You need to refocus your goals away from _achievement_ and towards _output_.
Learn to become motivated by effort rather than mastery because it will be a
long time before you are top 10 at anything. Nobody stays motivated for that
long without enjoying the work.

------
ThrustVectoring
My first impression is that you're trying too many things and not focusing on
what's actually important to you. Giving up on low-value activities in favor
of high-value ones is a good thing.

My suggestion is to make a list of how you want to grow as a person over the
next few years. Sort it by importance, and then do not do anything that's
below number 3 or 4.

Taking my own advice, I really should stop reading/commenting on HN and
reddit. And I know how to break this habit, so I don't have a good excuse. So,
uhh, bye?

------
andersthue
To be honest I have had it like you describe for the most of my life, and
still have it in some areas.

What I have learned as a 43 year old is that it is just how I am and when I
accepted that, it became easier and it is no longer a "problem" for me.

Perhaps you are like that?

I took the strenghtsfinder 2.0 test and that helped me understand myself which
helped me to accept myself.

I can highly recommend the book "start with why" to figure out who your
innermost values are, and the letting go book from zenhabits to accept who you
are and letting all your ideas about who you should be go.

------
6d0debc071
> Have you felt this, and how to achieve your goals or master something
> without giving up?

Personally I have functional goals when I'm interested in an activity. Learn
C++? Okay, how do I write a program that will draw a box to the screen? Now
how do I shade it? How do I do that with less overhead....
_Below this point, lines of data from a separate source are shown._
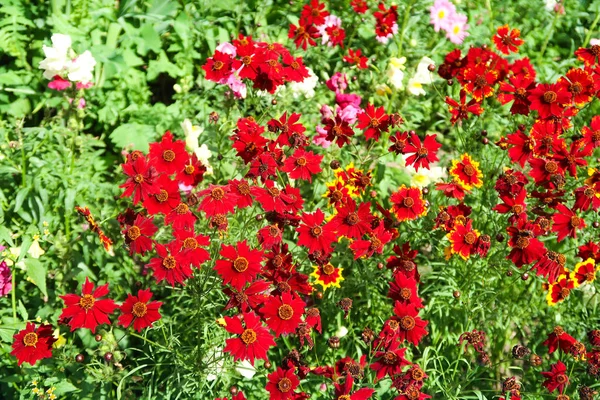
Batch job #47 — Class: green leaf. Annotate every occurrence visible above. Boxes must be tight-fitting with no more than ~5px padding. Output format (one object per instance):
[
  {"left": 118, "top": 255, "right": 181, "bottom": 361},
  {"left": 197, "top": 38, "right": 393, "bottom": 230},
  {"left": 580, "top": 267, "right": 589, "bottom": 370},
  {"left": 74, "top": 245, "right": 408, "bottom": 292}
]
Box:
[{"left": 25, "top": 258, "right": 48, "bottom": 296}]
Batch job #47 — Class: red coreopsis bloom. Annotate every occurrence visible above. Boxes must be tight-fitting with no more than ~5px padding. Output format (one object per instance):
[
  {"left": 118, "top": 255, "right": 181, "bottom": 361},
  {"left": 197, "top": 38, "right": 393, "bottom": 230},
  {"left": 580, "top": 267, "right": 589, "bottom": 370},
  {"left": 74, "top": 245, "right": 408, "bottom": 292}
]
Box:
[
  {"left": 260, "top": 292, "right": 306, "bottom": 337},
  {"left": 119, "top": 289, "right": 162, "bottom": 332},
  {"left": 123, "top": 214, "right": 158, "bottom": 255},
  {"left": 119, "top": 155, "right": 160, "bottom": 205},
  {"left": 492, "top": 25, "right": 525, "bottom": 55},
  {"left": 148, "top": 240, "right": 192, "bottom": 286},
  {"left": 394, "top": 301, "right": 428, "bottom": 346},
  {"left": 59, "top": 278, "right": 118, "bottom": 333},
  {"left": 357, "top": 104, "right": 390, "bottom": 141},
  {"left": 223, "top": 313, "right": 275, "bottom": 365},
  {"left": 281, "top": 149, "right": 323, "bottom": 182},
  {"left": 528, "top": 83, "right": 571, "bottom": 119},
  {"left": 265, "top": 368, "right": 300, "bottom": 400},
  {"left": 344, "top": 49, "right": 369, "bottom": 69},
  {"left": 448, "top": 220, "right": 479, "bottom": 260},
  {"left": 327, "top": 199, "right": 375, "bottom": 239},
  {"left": 390, "top": 185, "right": 427, "bottom": 222},
  {"left": 404, "top": 133, "right": 442, "bottom": 171},
  {"left": 148, "top": 131, "right": 190, "bottom": 175},
  {"left": 215, "top": 240, "right": 263, "bottom": 290},
  {"left": 10, "top": 322, "right": 56, "bottom": 366},
  {"left": 542, "top": 360, "right": 569, "bottom": 394},
  {"left": 296, "top": 209, "right": 337, "bottom": 254},
  {"left": 552, "top": 204, "right": 586, "bottom": 242},
  {"left": 371, "top": 340, "right": 410, "bottom": 381}
]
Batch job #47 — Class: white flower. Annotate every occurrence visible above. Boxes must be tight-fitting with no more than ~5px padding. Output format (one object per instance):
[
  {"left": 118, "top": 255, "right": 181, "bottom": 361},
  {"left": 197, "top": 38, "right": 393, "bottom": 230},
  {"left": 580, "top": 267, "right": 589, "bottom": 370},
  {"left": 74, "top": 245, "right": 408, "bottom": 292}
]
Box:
[{"left": 68, "top": 50, "right": 96, "bottom": 84}]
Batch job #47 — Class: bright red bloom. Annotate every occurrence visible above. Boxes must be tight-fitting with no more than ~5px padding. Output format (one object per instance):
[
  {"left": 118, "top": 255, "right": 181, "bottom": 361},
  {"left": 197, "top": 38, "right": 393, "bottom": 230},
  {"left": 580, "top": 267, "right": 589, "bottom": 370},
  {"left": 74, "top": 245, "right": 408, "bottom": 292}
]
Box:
[
  {"left": 296, "top": 209, "right": 337, "bottom": 254},
  {"left": 492, "top": 25, "right": 525, "bottom": 54},
  {"left": 394, "top": 301, "right": 428, "bottom": 346},
  {"left": 59, "top": 278, "right": 118, "bottom": 333},
  {"left": 214, "top": 240, "right": 263, "bottom": 290},
  {"left": 404, "top": 133, "right": 442, "bottom": 171},
  {"left": 327, "top": 199, "right": 375, "bottom": 239},
  {"left": 527, "top": 83, "right": 571, "bottom": 119},
  {"left": 148, "top": 131, "right": 190, "bottom": 175},
  {"left": 260, "top": 292, "right": 306, "bottom": 337},
  {"left": 356, "top": 104, "right": 390, "bottom": 141},
  {"left": 119, "top": 289, "right": 162, "bottom": 332},
  {"left": 197, "top": 184, "right": 238, "bottom": 217},
  {"left": 371, "top": 340, "right": 410, "bottom": 381},
  {"left": 344, "top": 49, "right": 369, "bottom": 69},
  {"left": 265, "top": 368, "right": 300, "bottom": 400},
  {"left": 148, "top": 240, "right": 192, "bottom": 286},
  {"left": 223, "top": 313, "right": 275, "bottom": 365},
  {"left": 390, "top": 185, "right": 427, "bottom": 222},
  {"left": 10, "top": 322, "right": 56, "bottom": 366},
  {"left": 542, "top": 360, "right": 569, "bottom": 394},
  {"left": 281, "top": 149, "right": 323, "bottom": 182},
  {"left": 123, "top": 214, "right": 158, "bottom": 255},
  {"left": 552, "top": 204, "right": 586, "bottom": 242},
  {"left": 119, "top": 155, "right": 160, "bottom": 205}
]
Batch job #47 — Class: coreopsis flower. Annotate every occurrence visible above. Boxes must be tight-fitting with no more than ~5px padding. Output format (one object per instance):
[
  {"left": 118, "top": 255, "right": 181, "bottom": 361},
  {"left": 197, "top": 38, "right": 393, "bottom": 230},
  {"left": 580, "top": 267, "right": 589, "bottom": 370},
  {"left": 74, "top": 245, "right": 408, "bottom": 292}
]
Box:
[
  {"left": 328, "top": 199, "right": 375, "bottom": 239},
  {"left": 552, "top": 204, "right": 586, "bottom": 242},
  {"left": 546, "top": 275, "right": 575, "bottom": 306},
  {"left": 371, "top": 340, "right": 410, "bottom": 381},
  {"left": 310, "top": 263, "right": 344, "bottom": 290},
  {"left": 223, "top": 312, "right": 275, "bottom": 365},
  {"left": 10, "top": 322, "right": 56, "bottom": 366},
  {"left": 449, "top": 153, "right": 483, "bottom": 190},
  {"left": 394, "top": 301, "right": 428, "bottom": 346},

I give myself six months for tasks like that, often it takes considerably less
time. Sometimes a matter of days or weeks. Very occasionally I run into a 'To
make an apple pie, first create the universe.' style problem and it takes
significantly longer in those cases. But at least then I've got a basis to
compare how hard the problem is to, and can cache out the steps that need to
be taken. Worst comes to the worst I get to the end of the six months and
assign new schedules based on how large the problem stack has grown.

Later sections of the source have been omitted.